Mosquitoes require sugar as their main source of energy. By mimicking the scent of sugar-providing plants that are naturally attractive to mosquitoes, it is possible to attract the mosquitoes to insecticide-laden traps. The traps can be set next to areas with significant mosquito populations (e.g., reservoirs, roadside drainage ponds and culverts). This use of traps attractive to mosquitoes prevents the need for indiscriminate insecticide spraying.

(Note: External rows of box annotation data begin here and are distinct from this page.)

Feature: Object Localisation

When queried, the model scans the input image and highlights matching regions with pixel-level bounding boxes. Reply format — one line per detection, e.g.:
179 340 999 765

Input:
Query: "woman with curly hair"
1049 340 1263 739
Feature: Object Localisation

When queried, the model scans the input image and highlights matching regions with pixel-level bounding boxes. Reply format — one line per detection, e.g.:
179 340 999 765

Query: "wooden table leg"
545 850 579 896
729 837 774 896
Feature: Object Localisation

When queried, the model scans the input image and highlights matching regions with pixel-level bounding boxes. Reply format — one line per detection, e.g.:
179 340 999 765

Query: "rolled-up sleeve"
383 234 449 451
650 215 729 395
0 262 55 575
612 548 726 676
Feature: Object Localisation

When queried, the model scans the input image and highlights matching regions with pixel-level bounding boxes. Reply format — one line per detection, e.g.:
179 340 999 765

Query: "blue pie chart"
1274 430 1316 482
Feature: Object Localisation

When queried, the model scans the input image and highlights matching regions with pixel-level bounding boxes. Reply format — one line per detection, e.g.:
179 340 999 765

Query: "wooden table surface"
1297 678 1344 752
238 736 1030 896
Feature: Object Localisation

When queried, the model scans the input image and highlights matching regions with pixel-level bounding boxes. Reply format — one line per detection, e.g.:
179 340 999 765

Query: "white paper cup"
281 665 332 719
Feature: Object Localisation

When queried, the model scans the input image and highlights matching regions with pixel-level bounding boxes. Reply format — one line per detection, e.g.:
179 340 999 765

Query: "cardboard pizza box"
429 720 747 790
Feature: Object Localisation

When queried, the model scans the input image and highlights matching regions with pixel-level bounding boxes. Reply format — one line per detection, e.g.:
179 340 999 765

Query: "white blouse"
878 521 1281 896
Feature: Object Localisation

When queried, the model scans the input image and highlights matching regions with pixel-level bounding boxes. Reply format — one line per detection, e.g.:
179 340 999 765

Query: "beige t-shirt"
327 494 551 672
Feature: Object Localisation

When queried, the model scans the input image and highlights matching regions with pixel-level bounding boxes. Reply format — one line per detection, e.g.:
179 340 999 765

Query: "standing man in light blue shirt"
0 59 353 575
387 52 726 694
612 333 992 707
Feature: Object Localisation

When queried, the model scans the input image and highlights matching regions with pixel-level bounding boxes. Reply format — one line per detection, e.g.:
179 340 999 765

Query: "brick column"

Attractive toxic sugar bait sprayed on vegetation has been successful in controlling Anopheles mosquitoes in outdoor environments. Additionally, indoor ATSB shows promise as a supplement to mosquito nets for controlling mosquitoes. Indoor ATSB constitute a novel application method for insecticide classes that act as stomach poisons and have not hitherto been exploited for mosquito control. Combined with long lasting insecticidal nets (LLINs), indoor use of ATSB has the potential to serve as a strategy for managing insecticide resistance. Mortality rates of indoor ATSB were comparable to LLINs previously tested against the same species in the same area.

Boric acid is only marginally more toxic to most lifeforms than normal table salt, with exposure in humans and other mammals widely regarded as being safe. Its use as an insecticide in malarial control (instead of compounds which demonstrate high levels of mammalian toxicity or carcinogenicity) is thus seen as advantageous.

ATSBs can affect insects that are not the target. In one instance, bees collected sugar from attractive non-toxic sugar baits dyed with food coloring, and the honey they produced was a different color. To avoid killing bees, it has been suggested that the ATSBs could have nets to keep the bees out, while letting harmful insects to fall for the baits.